While the idea of a curved CMOS sensor is not new, all companies to this point have only developed them as an in-house proposal project and not as a finished, commercially-ready finished product. That has changed thanks to startup, Curve-One.
The first public studies of a curved sensor date back to the early 2000s, but this is the first time that curved sensors are being made available commercially with the intent to mass-produce them. Curve-One, a startup supported by the European Commission through the European Research Council programs, has made its version available after years of research and development.
If you’re wondering why a curved sensor is something that would be desirable, Curve explains:
“The imaging of extended scenes (wide field), has always been a challenge as optical systems naturally curve the focal surface,” Curve writes. “The bending of photographic plates has been used routinely in many fields, even astronomy with the use of Schmidt telescopes which naturally have a convex focal surface.”

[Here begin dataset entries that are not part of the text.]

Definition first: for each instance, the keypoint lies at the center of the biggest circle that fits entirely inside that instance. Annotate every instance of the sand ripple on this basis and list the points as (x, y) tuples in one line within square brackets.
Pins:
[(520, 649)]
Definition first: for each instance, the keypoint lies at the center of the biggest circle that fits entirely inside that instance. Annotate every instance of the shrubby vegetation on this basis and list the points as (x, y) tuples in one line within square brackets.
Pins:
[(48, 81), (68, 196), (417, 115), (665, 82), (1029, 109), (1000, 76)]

“The advent of flat electronic sensors has been a revolution, forcing optical designers to introduce additional optics to fit the flatness of these sensors’ surface,” the company continues. “The classical problem of the planisphere appeared then: a huge distortion is created by the imaging system on the edge of the field. Additional complexity came along with the distortion: field flatteners increase the volume and mass of systems, and chromatic aberrations appear. Also, the imaging response is not uniform across the field.”

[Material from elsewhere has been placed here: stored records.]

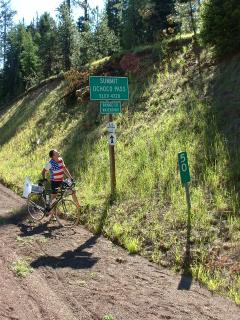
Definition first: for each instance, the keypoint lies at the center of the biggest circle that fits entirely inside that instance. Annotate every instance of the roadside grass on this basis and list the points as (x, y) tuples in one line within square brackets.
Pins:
[(24, 240), (108, 317), (21, 268), (167, 113)]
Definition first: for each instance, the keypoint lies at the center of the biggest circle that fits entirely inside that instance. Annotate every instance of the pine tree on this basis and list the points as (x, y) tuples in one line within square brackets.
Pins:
[(6, 23), (221, 25), (47, 42), (29, 60), (114, 12), (65, 34), (12, 75), (68, 38), (106, 42)]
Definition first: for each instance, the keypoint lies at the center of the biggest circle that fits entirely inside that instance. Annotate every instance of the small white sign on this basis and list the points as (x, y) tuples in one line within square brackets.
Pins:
[(112, 139), (112, 127)]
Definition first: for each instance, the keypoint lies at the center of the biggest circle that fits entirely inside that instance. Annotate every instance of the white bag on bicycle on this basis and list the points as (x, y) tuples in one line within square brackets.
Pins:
[(27, 187)]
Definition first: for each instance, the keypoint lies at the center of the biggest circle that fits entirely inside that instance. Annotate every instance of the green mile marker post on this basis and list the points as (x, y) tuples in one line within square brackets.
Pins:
[(185, 175)]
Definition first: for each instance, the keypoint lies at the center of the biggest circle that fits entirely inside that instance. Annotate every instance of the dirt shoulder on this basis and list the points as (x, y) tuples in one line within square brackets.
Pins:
[(78, 275)]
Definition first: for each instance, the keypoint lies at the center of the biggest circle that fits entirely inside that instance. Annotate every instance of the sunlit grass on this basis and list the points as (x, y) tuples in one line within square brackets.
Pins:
[(150, 212)]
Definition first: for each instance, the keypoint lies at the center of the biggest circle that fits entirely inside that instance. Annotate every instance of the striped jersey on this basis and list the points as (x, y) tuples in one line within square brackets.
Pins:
[(56, 169)]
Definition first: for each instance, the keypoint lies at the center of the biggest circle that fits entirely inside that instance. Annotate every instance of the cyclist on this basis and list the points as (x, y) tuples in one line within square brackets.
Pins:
[(57, 169)]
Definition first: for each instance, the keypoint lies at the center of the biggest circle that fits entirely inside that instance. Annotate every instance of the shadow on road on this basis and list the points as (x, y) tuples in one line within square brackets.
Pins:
[(186, 278), (44, 229), (78, 258), (15, 217)]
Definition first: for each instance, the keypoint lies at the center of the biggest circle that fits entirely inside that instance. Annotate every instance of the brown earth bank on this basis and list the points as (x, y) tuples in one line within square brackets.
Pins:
[(78, 275)]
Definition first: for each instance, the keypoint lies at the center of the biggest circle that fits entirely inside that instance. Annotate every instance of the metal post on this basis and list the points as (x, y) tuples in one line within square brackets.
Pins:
[(112, 165), (186, 185)]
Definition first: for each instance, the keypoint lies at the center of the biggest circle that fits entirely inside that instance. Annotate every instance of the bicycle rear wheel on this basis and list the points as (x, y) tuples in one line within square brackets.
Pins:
[(36, 206), (67, 213)]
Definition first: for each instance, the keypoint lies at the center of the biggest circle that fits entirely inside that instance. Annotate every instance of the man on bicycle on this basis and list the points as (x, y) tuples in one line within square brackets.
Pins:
[(57, 169)]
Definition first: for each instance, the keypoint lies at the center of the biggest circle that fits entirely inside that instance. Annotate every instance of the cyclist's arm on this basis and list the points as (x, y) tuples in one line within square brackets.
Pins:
[(67, 173), (44, 173)]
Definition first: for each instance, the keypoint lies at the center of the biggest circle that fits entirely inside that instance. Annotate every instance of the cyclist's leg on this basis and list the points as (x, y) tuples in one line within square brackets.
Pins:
[(55, 185), (75, 199)]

In summary, lens manufactures go to great lengths to combat the issues that arise from using a flat sensor, namely introducing field-flattening elements that make lens designs larger and more complex. A curved sensor emulates how the human eye works and would theoretically make lens designs much simpler by removing the need for aspherical elements.
As a second source on the viability of this type of sensor, in 2014, Sony showed a curved full-frame sensor at the VLSI symposium in Hawaii and explained how the technology would allow for simpler lenses and better overall images thanks to greater sensitivity and therefore higher image quality.
Curve’s sensor is a 12 megapixel model with a curvature radius of 150mm with a 5-micron regularity over the surface. The company is targetting mass production with the support of the European Commission as well as the European Space Agency.